The National Pulse’s Editor-in-Chief, Raheem Kassam, warned in mid-July that the Democratic Party would employ a snap election, snap candidate strategy in the United States similar to those used by globalists in Europe to head off a populist electoral insurgency in France and ensure a Labour victory in the United Kingdom. Now, the American corporate media is embracing the country’s own ‘snap’ election candidate as a good thing, throwing their support behind corrupt backroom dealing in candidate selection.
“It’s all very important to what happens in November. I just think you have to be very, very careful here, especially of the Biden stuff, because you had a snap election in the UK, and you had a snap election in France,” Kassam explained last month. He continued, arguing that Biden would be replaced at the top of the ticked—essentially creating a ‘snap’ candidate and election scenario before the November election. The short amount of time until ballots are cast would prevent a thorough public vetting of the new Democrat nominee.
EMBRACING ‘SNAP’ ELECTION.
With Biden‘s replacement by his vice president, Kamala Harris, having come to pass, the corporate media is backing the exceptionally brief campaign cycle for Harris as ‘good’ for democracy. “Did Kamala accidentally stumble into a new model for a very short campaign? What if a[sic] party pushed all the primaries into the weeks before the convention?” Semafor Editor-in-Chief Ben Smith wrote on X (formerly Twitter). He added: “The long American campaigns have a real downside.”

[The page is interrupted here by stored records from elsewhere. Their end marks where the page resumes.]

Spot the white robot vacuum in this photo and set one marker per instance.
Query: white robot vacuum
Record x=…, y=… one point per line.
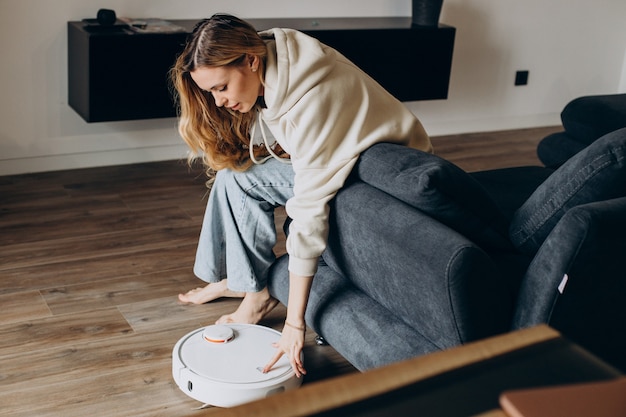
x=221, y=365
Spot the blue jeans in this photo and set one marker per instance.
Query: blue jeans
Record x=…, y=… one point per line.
x=238, y=231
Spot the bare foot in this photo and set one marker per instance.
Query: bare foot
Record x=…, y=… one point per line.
x=209, y=293
x=253, y=307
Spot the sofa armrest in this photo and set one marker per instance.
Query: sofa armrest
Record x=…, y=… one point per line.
x=577, y=281
x=429, y=276
x=589, y=117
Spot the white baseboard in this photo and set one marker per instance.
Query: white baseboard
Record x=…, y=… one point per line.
x=169, y=152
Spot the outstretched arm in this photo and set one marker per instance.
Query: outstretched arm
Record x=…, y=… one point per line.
x=292, y=340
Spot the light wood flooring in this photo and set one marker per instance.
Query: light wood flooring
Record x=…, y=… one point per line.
x=91, y=262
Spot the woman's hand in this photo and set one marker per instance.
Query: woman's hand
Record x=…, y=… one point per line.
x=291, y=341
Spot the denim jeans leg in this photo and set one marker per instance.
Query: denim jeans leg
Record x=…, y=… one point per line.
x=238, y=231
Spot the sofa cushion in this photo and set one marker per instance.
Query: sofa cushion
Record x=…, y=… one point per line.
x=438, y=188
x=597, y=173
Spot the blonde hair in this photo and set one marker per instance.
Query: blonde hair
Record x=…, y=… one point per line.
x=218, y=135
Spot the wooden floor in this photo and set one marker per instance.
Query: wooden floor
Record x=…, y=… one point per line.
x=91, y=262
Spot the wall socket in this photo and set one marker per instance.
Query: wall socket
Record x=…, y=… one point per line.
x=521, y=78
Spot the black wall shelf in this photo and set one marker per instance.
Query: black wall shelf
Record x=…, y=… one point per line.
x=116, y=74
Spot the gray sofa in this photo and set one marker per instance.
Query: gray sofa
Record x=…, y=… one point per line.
x=584, y=120
x=423, y=256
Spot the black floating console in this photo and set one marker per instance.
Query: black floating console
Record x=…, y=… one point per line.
x=117, y=73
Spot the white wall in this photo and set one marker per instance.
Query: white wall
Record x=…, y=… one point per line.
x=570, y=47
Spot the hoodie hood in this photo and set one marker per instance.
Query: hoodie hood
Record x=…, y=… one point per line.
x=295, y=64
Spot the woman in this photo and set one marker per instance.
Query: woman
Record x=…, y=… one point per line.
x=281, y=119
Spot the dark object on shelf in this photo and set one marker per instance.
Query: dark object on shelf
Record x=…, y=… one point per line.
x=123, y=75
x=106, y=17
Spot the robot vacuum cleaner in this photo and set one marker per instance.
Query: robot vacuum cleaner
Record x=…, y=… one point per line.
x=221, y=365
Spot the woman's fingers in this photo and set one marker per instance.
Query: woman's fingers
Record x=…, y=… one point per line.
x=273, y=361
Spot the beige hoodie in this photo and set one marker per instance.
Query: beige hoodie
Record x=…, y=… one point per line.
x=324, y=111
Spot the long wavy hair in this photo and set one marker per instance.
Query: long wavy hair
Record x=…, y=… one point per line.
x=220, y=136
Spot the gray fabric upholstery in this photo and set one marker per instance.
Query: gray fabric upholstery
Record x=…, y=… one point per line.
x=436, y=187
x=589, y=246
x=396, y=282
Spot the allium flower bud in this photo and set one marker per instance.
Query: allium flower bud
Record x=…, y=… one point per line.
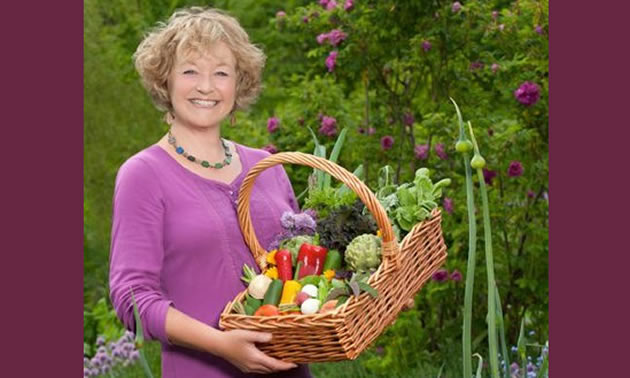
x=387, y=142
x=440, y=151
x=441, y=275
x=421, y=151
x=448, y=205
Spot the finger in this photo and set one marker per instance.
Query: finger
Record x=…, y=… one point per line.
x=258, y=337
x=275, y=364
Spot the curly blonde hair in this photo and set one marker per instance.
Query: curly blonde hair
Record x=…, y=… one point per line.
x=191, y=30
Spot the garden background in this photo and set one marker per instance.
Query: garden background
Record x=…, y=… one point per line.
x=385, y=70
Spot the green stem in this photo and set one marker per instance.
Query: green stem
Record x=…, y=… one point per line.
x=492, y=326
x=470, y=271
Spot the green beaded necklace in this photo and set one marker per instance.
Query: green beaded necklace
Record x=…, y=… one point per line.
x=203, y=163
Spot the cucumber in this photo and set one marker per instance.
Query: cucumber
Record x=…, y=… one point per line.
x=333, y=260
x=274, y=292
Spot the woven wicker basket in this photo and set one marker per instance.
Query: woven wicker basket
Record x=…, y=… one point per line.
x=344, y=333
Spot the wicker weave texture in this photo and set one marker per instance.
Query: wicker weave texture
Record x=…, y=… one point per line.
x=347, y=331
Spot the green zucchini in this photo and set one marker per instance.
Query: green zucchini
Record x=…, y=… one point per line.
x=273, y=294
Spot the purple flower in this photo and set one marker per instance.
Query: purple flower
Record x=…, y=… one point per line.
x=528, y=93
x=336, y=36
x=387, y=142
x=272, y=124
x=329, y=126
x=421, y=151
x=304, y=223
x=272, y=149
x=488, y=175
x=440, y=152
x=426, y=45
x=515, y=169
x=312, y=213
x=408, y=119
x=477, y=65
x=456, y=275
x=441, y=275
x=331, y=60
x=448, y=205
x=322, y=38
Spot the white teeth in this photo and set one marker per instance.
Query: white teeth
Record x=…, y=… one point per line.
x=204, y=103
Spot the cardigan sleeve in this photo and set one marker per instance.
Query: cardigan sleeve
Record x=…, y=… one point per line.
x=137, y=251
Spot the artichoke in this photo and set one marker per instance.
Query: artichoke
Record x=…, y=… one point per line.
x=363, y=254
x=294, y=244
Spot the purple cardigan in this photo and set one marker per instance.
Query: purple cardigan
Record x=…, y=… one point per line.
x=176, y=240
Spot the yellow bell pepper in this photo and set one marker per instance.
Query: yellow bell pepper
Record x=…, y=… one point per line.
x=289, y=291
x=271, y=257
x=272, y=272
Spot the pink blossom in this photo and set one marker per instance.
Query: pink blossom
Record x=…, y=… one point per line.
x=421, y=151
x=272, y=124
x=515, y=169
x=456, y=275
x=328, y=126
x=331, y=61
x=440, y=151
x=336, y=36
x=387, y=142
x=272, y=149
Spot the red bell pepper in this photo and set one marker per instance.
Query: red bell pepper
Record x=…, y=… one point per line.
x=312, y=258
x=283, y=262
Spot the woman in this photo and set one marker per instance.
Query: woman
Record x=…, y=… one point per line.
x=176, y=241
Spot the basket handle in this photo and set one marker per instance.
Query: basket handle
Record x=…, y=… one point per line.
x=390, y=248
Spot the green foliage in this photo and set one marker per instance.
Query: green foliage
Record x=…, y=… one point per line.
x=382, y=74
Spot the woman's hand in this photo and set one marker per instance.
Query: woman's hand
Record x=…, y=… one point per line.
x=238, y=347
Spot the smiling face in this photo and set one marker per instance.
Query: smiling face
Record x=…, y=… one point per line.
x=202, y=87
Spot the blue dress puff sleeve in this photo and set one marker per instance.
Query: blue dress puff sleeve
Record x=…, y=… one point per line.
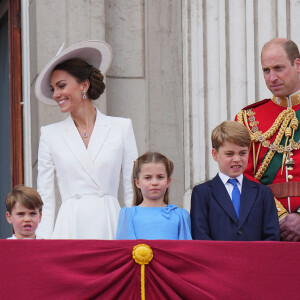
x=125, y=229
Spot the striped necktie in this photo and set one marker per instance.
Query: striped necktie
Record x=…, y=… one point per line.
x=236, y=196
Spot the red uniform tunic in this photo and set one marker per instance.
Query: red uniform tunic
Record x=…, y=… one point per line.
x=264, y=115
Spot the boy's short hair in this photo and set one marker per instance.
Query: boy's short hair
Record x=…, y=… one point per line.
x=25, y=195
x=230, y=131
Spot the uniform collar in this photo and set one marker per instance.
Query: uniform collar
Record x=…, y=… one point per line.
x=289, y=101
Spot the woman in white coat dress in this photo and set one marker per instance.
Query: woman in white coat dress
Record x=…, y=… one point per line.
x=87, y=151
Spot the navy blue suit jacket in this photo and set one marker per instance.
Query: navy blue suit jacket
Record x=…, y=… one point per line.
x=213, y=216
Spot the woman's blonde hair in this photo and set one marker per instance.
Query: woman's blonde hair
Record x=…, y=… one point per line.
x=149, y=157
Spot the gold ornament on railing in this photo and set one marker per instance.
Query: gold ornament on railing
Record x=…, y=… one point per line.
x=142, y=254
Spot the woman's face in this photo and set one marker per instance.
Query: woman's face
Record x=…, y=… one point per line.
x=67, y=92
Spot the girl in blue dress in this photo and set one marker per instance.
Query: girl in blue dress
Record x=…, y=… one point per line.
x=151, y=216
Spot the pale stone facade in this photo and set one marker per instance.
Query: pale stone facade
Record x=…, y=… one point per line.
x=180, y=67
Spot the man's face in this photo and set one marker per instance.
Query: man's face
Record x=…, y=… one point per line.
x=282, y=79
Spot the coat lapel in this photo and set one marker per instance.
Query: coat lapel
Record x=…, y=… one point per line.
x=248, y=196
x=77, y=147
x=99, y=135
x=222, y=197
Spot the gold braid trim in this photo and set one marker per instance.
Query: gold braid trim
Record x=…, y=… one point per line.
x=281, y=121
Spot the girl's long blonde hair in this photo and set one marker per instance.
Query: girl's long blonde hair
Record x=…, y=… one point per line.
x=149, y=157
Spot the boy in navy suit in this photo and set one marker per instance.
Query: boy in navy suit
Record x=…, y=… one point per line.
x=231, y=207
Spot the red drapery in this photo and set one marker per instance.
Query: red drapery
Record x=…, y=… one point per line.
x=91, y=269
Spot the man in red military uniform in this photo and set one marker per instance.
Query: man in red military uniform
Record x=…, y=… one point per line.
x=273, y=125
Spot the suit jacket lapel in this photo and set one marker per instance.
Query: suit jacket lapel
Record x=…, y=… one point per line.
x=248, y=196
x=222, y=197
x=77, y=147
x=99, y=135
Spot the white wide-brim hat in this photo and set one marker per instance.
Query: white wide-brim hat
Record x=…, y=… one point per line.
x=96, y=53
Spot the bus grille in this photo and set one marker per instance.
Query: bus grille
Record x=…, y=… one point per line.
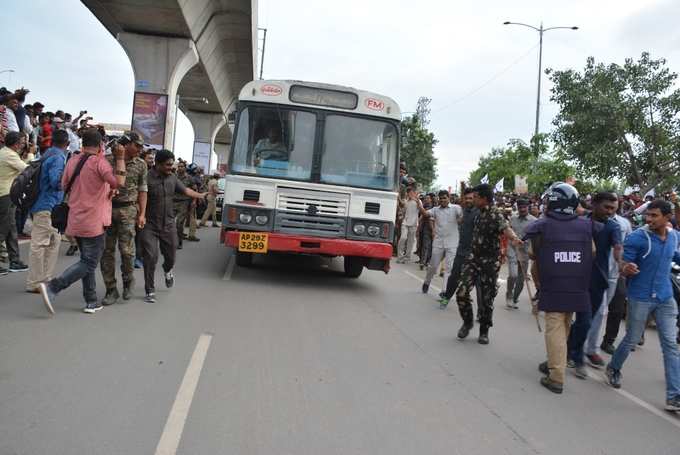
x=304, y=224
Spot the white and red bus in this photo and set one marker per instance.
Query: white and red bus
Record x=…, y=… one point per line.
x=313, y=169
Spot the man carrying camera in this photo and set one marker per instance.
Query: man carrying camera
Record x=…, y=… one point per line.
x=128, y=210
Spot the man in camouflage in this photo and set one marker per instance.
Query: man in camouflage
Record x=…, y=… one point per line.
x=483, y=263
x=128, y=211
x=182, y=202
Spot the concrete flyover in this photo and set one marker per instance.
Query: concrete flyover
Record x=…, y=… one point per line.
x=197, y=53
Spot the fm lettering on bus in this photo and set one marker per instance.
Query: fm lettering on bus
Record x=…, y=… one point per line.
x=568, y=257
x=375, y=105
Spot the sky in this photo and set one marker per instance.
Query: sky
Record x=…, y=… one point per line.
x=480, y=74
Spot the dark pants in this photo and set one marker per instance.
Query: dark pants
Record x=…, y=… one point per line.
x=152, y=238
x=617, y=310
x=581, y=326
x=138, y=244
x=91, y=250
x=484, y=276
x=8, y=228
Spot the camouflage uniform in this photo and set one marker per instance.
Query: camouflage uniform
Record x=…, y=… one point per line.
x=181, y=204
x=122, y=229
x=481, y=266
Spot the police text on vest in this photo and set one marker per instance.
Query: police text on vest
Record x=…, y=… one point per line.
x=568, y=256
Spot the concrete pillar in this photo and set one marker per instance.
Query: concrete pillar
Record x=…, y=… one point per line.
x=159, y=64
x=206, y=125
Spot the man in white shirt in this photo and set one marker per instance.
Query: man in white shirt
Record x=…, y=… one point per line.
x=446, y=218
x=408, y=227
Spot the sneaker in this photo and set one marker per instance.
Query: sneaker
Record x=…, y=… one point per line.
x=613, y=377
x=111, y=297
x=554, y=387
x=464, y=331
x=580, y=372
x=607, y=348
x=483, y=335
x=169, y=279
x=17, y=266
x=595, y=360
x=92, y=307
x=673, y=404
x=127, y=290
x=47, y=297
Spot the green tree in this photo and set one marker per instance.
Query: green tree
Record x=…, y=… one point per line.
x=536, y=161
x=417, y=146
x=620, y=121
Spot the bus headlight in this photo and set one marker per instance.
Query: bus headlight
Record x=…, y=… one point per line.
x=245, y=218
x=373, y=230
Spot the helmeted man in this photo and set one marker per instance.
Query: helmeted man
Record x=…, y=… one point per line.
x=518, y=257
x=562, y=250
x=482, y=265
x=128, y=211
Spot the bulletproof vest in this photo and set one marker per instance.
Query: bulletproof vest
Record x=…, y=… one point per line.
x=564, y=263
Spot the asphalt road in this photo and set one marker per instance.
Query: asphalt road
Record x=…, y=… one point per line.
x=290, y=357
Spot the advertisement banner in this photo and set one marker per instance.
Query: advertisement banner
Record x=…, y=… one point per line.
x=202, y=154
x=521, y=185
x=149, y=111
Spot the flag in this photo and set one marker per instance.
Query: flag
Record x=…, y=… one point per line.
x=499, y=186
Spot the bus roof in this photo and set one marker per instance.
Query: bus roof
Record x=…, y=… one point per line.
x=279, y=92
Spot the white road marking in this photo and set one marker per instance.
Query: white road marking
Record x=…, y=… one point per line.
x=599, y=376
x=421, y=280
x=174, y=426
x=231, y=261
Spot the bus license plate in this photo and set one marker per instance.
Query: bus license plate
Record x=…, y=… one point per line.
x=253, y=242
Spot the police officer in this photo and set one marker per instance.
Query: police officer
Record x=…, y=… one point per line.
x=182, y=202
x=482, y=265
x=128, y=210
x=562, y=250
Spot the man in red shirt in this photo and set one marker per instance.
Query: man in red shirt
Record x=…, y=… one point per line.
x=89, y=214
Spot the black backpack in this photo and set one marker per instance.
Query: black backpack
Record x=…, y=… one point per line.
x=26, y=186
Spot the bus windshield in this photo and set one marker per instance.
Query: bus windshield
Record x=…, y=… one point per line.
x=280, y=142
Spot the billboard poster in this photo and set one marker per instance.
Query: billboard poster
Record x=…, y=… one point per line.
x=149, y=112
x=202, y=152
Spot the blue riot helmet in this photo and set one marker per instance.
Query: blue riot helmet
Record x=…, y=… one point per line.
x=561, y=198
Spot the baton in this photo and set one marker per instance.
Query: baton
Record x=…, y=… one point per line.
x=532, y=297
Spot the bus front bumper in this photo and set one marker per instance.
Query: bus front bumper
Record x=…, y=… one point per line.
x=316, y=245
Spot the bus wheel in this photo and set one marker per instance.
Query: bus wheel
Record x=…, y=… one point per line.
x=244, y=259
x=353, y=266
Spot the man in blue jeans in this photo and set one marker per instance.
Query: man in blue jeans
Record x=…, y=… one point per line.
x=647, y=257
x=606, y=236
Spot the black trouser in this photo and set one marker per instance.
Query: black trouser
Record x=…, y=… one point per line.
x=8, y=228
x=617, y=310
x=153, y=237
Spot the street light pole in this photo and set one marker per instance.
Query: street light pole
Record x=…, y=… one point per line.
x=540, y=31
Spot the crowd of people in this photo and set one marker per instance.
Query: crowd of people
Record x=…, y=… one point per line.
x=593, y=260
x=98, y=192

Did Kamala accidentally stumble into a new model for a very short campaign? What if the a party pushed all the primaries into the weeks before the convention? The long American campaigns have a real downside.
— Ben Smith (@semaforben) August 12, 2024
Echoing Smith’s sentiments, Vanity Fair correspondent and former CNN flunkie Brian Stelter posted: “An end to never-ending campaigns?”
The swapping of Harris for Biden has upended the 2024 presidential race, which is now a dead heat between the Democratic Party candidate and former President Donald J. Trump. Additionally, Biden‘s exit from the race has tamped down public concerns over the 81-year-old Democrat’s clear cognitive decline—though he remains in the White House.